Marpa is now O(n) for Right Recursions
There's news with the latest version of Marpa (0.102000). Marpa now parses grammars with right-recursions in linear time (O(n)). (Marpa already handled left-recursion in linear time.)
This means that Marpa is now O(n) for all LR-regular grammars. LR-regular means LR with infinite lookahead using regular expressions. That a big class of grammars. It obviously includes all the LR(k) grammars, and therefore everything parsed by Yapp, yacc, and bison. LR-regular grammars also include everything parseable by recursive descent, PEGs, and other LL(k) grammars. LR-regular definitely includes all regular expressions.
Marpa's O(n) behavior has another nice feature. When it does not parse in O(n) time, it still parses. Some parser generators always parse quickly, because when they can't parse quickly, they don't parse at all. Marpa will parse anything you can write in BNF, even highly ambiguous grammars, and the absolute worst case is cubic (O(n**3)).
In my last post, I explained that the previous release of Marpa could parse unusually large classes of grammars in linear time, and that the right recursive cases where Marpa was not linear could usually be worked around. In fact, my experience had been that working around a right recursion was easy, so I'd never bothered looking hard at the issue.
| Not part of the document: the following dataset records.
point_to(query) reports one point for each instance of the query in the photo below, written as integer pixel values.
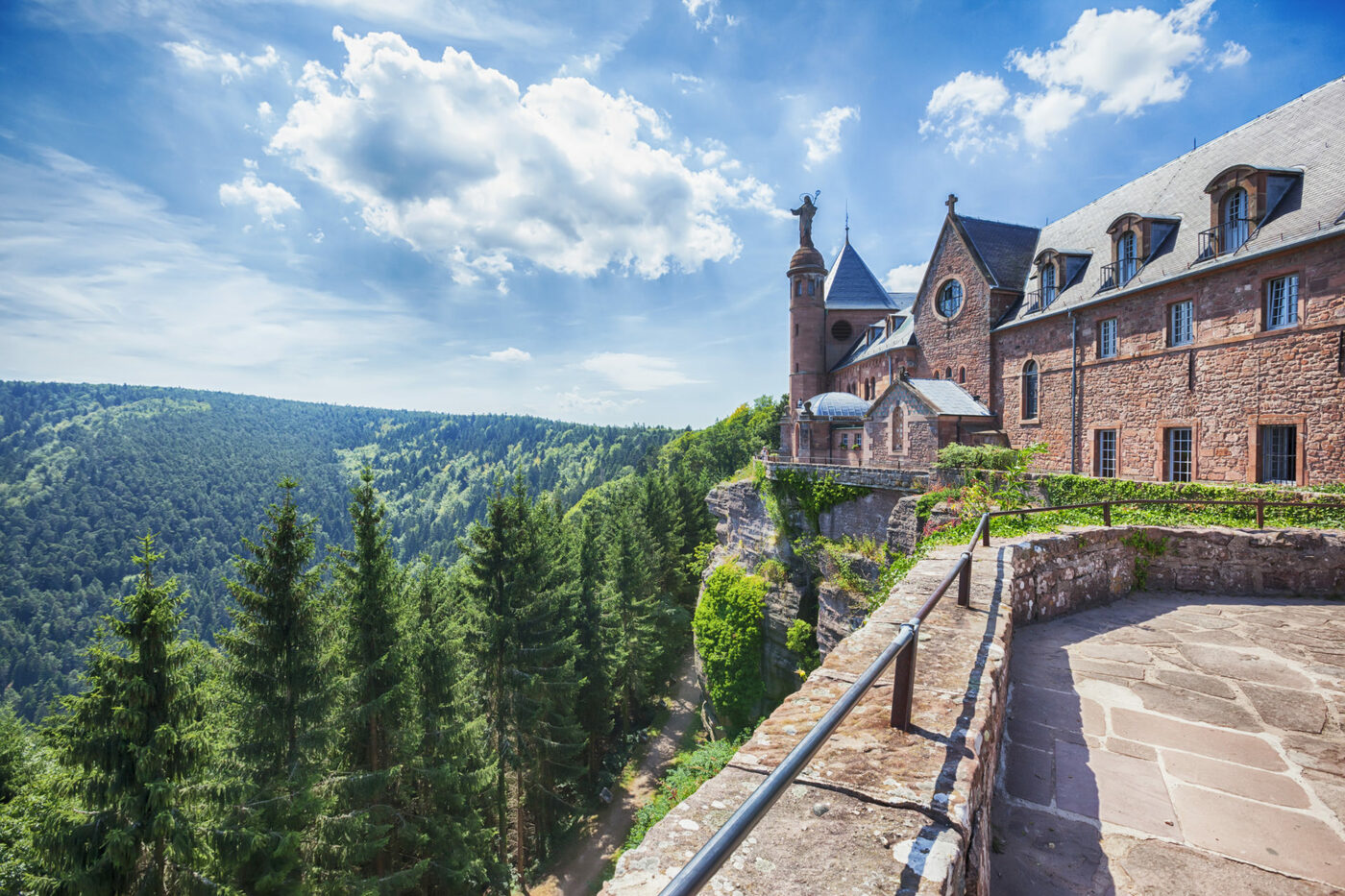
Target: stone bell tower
(807, 316)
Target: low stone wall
(883, 811)
(903, 480)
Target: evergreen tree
(594, 647)
(369, 584)
(131, 751)
(448, 772)
(525, 657)
(280, 693)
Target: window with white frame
(1180, 326)
(1280, 455)
(1107, 338)
(1282, 302)
(1106, 466)
(1180, 452)
(1029, 390)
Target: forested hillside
(370, 724)
(85, 470)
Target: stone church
(1187, 326)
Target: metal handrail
(710, 858)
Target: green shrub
(728, 637)
(689, 770)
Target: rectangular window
(1180, 331)
(1107, 338)
(1280, 455)
(1282, 302)
(1179, 453)
(1107, 453)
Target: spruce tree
(369, 584)
(448, 774)
(280, 691)
(525, 657)
(131, 745)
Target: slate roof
(1307, 134)
(947, 397)
(863, 350)
(838, 403)
(1006, 249)
(851, 285)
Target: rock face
(746, 536)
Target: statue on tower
(807, 207)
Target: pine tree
(594, 647)
(448, 772)
(280, 693)
(525, 657)
(369, 584)
(131, 748)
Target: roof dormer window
(1241, 198)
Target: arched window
(1235, 221)
(950, 299)
(1126, 258)
(1029, 390)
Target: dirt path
(580, 869)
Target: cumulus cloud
(226, 64)
(1115, 62)
(904, 278)
(823, 138)
(1234, 54)
(461, 164)
(636, 373)
(510, 355)
(962, 111)
(266, 200)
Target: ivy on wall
(728, 637)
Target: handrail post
(904, 680)
(965, 581)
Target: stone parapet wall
(883, 811)
(903, 480)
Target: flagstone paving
(1176, 744)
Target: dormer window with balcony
(1240, 201)
(1136, 240)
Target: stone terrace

Sometimes, writing a long explanation of why a limitation does not matter makes me think: Perhaps it does matter enough to take a second look. And take a second look is what I did.
A 1991 article by Joop Leo had laid out a modification to Earley's algorithm (the basis of Marpa) which was O(n) for all LR-regular grammars. Problem was, Marpa already incorporated other, major, enhancements to Earley's from another article, this one by Aycock and Horspool and dating to 2002. Were the two modifications compatible?
They are. And Marpa 0.102000 is the result. CPAN and the Perl community has it, and everybody else will have it when they borrow from us.
It's very nice to see this sort of cutting edge "academic" work being done in Perl.
I was interested in Marpa when I first heard about it and I'll definitely take a look at it again in the future for some personal projects I have in mind.
I'm curious regarding Marpa real-world performance, i.e., benchmarks. Does it fare well against the other Perl alternatives?
Would Marpa fare well against other Perl alternatives in benchmarks? My fast, biased, answer is yes. Speed can be compared to PPI.
A fast way to test this for yourself is to take the utilities in Marpa::HTML and run them on sample Web pages. Marpa::HTML uses Marpa and I think you'll find speed of those utilties quite acceptable. It actually is comparable to some rendering engines.
Where applications for restricted grammars already have carefully optimized parsers, Marpa will not be the best tool. XML, for example, has a grammar which was designed to be easy to parse and parsers specially written to crunch it. A general BNF parser like Marpa is never going to beat that combination. The best that can be hoped is to get into the same ballpark.
I'm planning to convert Marpa to XS. The code is mainly pointer-twiddling, so it should do well when converted to C. At that point, I hope speeds will go from acceptable to impressive.
Very nice, I'll keep an eye on your project. :)